Physical consequences of eating disorders

Here’s the hard truth about eating disorders: they’re devastating. They’re also incredibly complex, but that simple fact remains the same. They cause psychological, mental and spiritual problems that just fester and worsen the longer the disordered behaviour remains. The longer the myriad, multi-faceted underlying issues are not dealt with. And the same is true for the physical consequences of eating disorders.

Whether an individual suffers from anorexia, bulimia, binge-eating disorder, orthorexia or any other kind of ED (eating disorder), they usually suffer multiple physical consequences because of their illness. Some are visible to the naked eye, while others cause unseen internal damage. The one thing they all have in common is that once sufferers enter recovery they are able to deal with these realities and any long-term effects, no matter how challenging they are.

But just because something is possible doesn’t mean it’s easy, and recovering from the bodily ramifications of an ED most definitely is not. The descriptions below couldn’t illustrate this point any more clearly, as they detail what someone suffering from an active eating disorder might experience.

Musculoskeletal System Effects

Depriving the body of nutrients, whether by bulimic purging or anorexic starvation, depletes mineral stores and reduces production of the hormones oestrogen and testosterone. These deficiencies cause low bone density (osteopenia) and weak bones (osteoporosis), seriously increasing the risk of fractures and breaks.

Without enough macro- and micronutrients muscle mass is also lost, resulting in chronic weakness and fatigue. The musculoskeletal effects are commonest in anorexics and bulimics, but any ED can cause a person to be deficient in the vitamins and minerals they need in order to avoid these issues.

Effects on the skin, hair and teeth

A bulimic, who wished to remain anonymous, reports a dentist asking her whether her jaw hurt from grinding her teeth in her sleep. The corrosion in the back of her mouth was so severe, said the dentist, that she must be constantly working her jaw every night or be “seriously bulimic”.

Such dire dentition is pretty commonplace for bulimics who act out by vomiting after eating. They’re frequently bathed in digestive acid, and are often very damaged with eroded enamel that makes them prone to decay.

Nutritional deficits make all ED sufferers prone to these complications, and can also lead to hair loss. Conversely, at very low weights the body may also produce more hair, in the form of a fine downy growth over the face, arms and other areas.
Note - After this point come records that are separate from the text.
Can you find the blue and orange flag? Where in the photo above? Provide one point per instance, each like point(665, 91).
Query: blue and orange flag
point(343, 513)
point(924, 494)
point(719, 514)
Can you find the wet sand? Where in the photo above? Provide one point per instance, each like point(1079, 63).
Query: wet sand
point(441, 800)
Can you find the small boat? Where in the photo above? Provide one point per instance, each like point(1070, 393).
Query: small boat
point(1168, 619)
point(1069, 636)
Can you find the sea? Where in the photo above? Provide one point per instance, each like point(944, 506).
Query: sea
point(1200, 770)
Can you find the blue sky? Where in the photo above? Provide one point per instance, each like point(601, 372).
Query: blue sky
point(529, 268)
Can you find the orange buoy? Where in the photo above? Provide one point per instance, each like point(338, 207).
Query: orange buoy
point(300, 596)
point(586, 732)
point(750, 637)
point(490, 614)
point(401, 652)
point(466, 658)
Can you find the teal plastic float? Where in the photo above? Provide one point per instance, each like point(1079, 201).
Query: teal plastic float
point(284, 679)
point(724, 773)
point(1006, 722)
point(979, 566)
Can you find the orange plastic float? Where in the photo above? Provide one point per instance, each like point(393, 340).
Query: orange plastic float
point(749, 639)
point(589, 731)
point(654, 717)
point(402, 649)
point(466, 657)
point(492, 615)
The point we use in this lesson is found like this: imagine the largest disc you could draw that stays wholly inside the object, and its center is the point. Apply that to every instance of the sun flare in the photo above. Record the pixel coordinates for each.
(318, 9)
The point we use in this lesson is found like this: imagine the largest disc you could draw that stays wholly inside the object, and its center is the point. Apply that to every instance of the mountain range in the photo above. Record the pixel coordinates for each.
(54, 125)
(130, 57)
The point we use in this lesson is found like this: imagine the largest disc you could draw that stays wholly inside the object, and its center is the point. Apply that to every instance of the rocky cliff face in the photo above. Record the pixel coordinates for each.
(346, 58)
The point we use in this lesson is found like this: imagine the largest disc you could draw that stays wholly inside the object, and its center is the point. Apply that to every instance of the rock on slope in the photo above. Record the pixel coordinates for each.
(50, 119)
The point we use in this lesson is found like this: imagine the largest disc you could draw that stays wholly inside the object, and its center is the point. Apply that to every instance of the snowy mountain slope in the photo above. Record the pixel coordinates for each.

Called lanugo, it’s a desperate physiological attempt to keep warm – a body’s last stand against cold that it wouldn’t feel were it not in the clutches of an eating disorder.

Gastroesophageal effects

With impaired emptying of the gut, once again commonest in anorexia but also seen in bulimia and other EDs, expert Margherita Mascolo explains, sufferers are prone to bloating, reflux and pain. And, of course, the bile that frequently comes up a bulimic’s throat can burn the mouth area quite severely.

Effects on the endocrine system

The endocrine, or hormonal system, is complicated and very finely balanced. That equilibrium can be totally disrupted by any kind of chronic disordered eating, resulting in loss of periods, increased risk of insulin resistance (especially in those with a binge-eating disorder), low libido, abnormal thyroid levels, and delayed growth due to lack of growth hormones.

Cardiovascular effects

You might feel as though your heart is stopping when you learn about other physical repercussions of eating disorders, but if your cardiovascular system is affected the threat could be more literal. Prolonged electrolyte imbalances, due to an anorexic’s starvation or a bulimic’s vomiting, can cause arrhythmia (irregular heartbeat) or even heart failure.

According to an article reviewed by physician Dr Timothy Legg, bulimia also puts sufferers at risk of high or low blood pressure, as the blood volumes change with purge cycles. In the same way, those afflicted with binge-eating disorder or anorexia are much likelier to endure high or low blood pressure respectively.

Generalised physical effects and consequences

The first signs that you’ll notice in someone with an active eating disorder are weight changes, general lethargy as they run low on iron and become anaemic, dehydration and dry skin, and an inability to concentrate. From there, they could progress to any of the effects mentioned above and possibly even more organ failure and, ultimately, death.

This is a frightening reality, and anyone looking to recover or support someone getting into recovery needs to face it. Dealing with, and healing from, EDs is possible and the situation is not without hope. But this enemy is cunning and powerful, and anyone doing battle with it has to know what they’re facing.